Contracts on the S&P 500 Index wiped out a small advance after the New York Police Department tweeted that it was responding to reports of an explosion at the Port Authority bus terminal on 42nd St. The dollar extended a loss and gold advanced.
Earlier, European shares struggled for direction ahead of week that will be heavily influenced by central bank decisions. Most European bonds rose and the euro climbed. Sterling slipped as some of the promises made to clinch a breakthrough Brexit deal last week started to fray. In Asia, the Nikkei 225 reclaimed a 26-year high as stocks in Tokyo closed firmer although volumes were subdued.
Market focus returns to central banks this week with the Fed expected to raise rates at its meeting on Wednesday and the European Central Bank to reveal details of plans to taper asset purchases on Thursday. The Bank of England and Swiss National Bank also meet. With the world economy heading into its strongest period since 2011, Wall Street economists are telling investors to brace for the biggest tightening of monetary policy in more than a decade.

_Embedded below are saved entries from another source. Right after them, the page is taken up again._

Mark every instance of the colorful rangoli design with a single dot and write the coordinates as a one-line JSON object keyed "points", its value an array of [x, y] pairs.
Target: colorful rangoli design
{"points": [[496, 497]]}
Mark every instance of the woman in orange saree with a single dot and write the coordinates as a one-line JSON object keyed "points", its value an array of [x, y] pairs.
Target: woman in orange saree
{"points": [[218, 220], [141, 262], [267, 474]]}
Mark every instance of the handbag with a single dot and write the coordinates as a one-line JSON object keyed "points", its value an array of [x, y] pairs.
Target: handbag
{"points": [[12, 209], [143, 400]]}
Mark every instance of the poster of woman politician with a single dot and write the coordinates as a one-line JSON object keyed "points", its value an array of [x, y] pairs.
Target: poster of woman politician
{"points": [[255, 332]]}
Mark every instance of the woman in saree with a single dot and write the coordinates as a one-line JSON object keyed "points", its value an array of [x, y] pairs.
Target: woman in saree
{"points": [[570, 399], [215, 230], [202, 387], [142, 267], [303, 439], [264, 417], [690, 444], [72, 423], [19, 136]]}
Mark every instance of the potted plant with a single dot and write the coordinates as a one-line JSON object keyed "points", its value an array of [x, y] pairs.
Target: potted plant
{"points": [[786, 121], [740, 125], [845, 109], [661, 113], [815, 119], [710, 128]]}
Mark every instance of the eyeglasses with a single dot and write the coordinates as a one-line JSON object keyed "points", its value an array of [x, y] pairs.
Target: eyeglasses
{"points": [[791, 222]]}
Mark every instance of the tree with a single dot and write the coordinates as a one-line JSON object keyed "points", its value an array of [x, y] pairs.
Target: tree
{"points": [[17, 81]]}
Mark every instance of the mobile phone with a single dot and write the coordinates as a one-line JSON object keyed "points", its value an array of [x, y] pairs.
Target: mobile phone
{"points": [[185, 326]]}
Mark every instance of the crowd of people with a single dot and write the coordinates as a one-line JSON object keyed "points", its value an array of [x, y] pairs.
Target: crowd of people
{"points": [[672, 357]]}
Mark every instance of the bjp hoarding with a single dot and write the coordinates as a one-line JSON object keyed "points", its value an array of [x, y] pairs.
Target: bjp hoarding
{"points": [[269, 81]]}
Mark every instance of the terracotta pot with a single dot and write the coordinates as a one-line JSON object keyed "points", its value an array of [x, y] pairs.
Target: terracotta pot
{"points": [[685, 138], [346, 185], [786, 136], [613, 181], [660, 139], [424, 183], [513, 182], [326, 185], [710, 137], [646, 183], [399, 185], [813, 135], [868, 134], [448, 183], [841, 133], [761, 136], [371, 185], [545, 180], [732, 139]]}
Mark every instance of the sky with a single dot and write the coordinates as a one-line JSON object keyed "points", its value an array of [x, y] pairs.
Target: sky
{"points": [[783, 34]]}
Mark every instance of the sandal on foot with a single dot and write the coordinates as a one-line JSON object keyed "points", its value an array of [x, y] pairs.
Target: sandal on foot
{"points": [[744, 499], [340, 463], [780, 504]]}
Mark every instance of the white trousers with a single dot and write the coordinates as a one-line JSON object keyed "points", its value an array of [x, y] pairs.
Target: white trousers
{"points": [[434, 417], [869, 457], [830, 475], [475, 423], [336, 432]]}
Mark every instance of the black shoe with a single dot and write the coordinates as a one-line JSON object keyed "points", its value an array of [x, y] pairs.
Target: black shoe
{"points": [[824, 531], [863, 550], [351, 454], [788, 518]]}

Elsewhere, oil declined to around $57 a barrel as U.S. drillers expanded the crude rig count to a three-month high. Bitcoin futures began trading in Chicago and at one point jumped as much as 25 percent.

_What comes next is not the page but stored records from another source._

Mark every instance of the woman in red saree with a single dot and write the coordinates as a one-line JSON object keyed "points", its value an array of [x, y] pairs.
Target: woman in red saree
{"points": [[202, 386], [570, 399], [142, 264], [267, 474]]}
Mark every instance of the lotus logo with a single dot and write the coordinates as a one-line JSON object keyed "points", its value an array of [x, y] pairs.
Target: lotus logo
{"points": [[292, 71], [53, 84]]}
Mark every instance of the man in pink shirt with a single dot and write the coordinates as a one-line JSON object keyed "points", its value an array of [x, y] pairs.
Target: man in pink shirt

Here are some of the key events scheduled for this week:
Fed policy makers on Wednesday are projected to raise the target range for their benchmark interest rate against a backdrop of continuing robust U.S. economic conditions, a vibrant labor market and forecasts for inflation to pick up.
The European Central Bank, the Bank of England and the Swiss National Bank set monetary policy at their respective meetings on Thursday.

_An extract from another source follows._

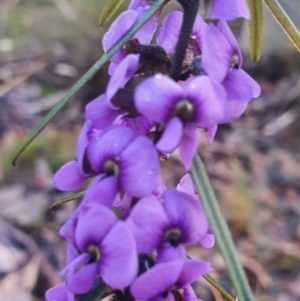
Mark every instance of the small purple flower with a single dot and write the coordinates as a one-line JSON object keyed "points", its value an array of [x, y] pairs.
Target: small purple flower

Among top U.S. economic reports are consumer inflation on Wednesday and retail sales on Thursday.
European lawmakers continue to debate Brexit and weigh moves on the next step, while North America Free Trade Agreement negotiators meet again.
And these are the main moves in markets:
Futures on the S&P 500 fell less than 0.1 percent at 8:06 a.m. in New York.
The Stoxx Europe 600 Index declined 0.1 percent.
Japan’s Nikkei 225 Stock Average climbed 0.6 percent to the highest in about 26 years.
The MSCI Asia Pacific Index jumped 0.7 percent to the highest in more than a week.
The MSCI Emerging Market Index increased 0.7 percent to the highest in a week.
The Bloomberg Dollar Spot Index declined 0.2 percent.
The euro climbed 0.2 percent to $1.1795.
The British pound dipped 0.1 percent to $1.337, the weakest in almost two weeks.
The Japanese yen advanced 0.2 percent to 113.28 per dollar.
The yield on 10-year Treasuries declined two basis points to 2.35 percent.
Germany’s 10-year yield fell three basis points to 0.28 percent, the lowest in more than five months.
Britain’s 10-year yield decreased seven basis points to 1.208 percent, the lowest in almost three months.
Japan’s 10-year yield dipped less than one basis point to 0.05 percent.
West Texas Intermediate crude advanced 0.3 percent to $57.55 a barrel.
Gold gained 0.2 percent to $1,250.88 an ounce.
Copper increased 0.1 percent to $2.98 a pound, the highest in a week.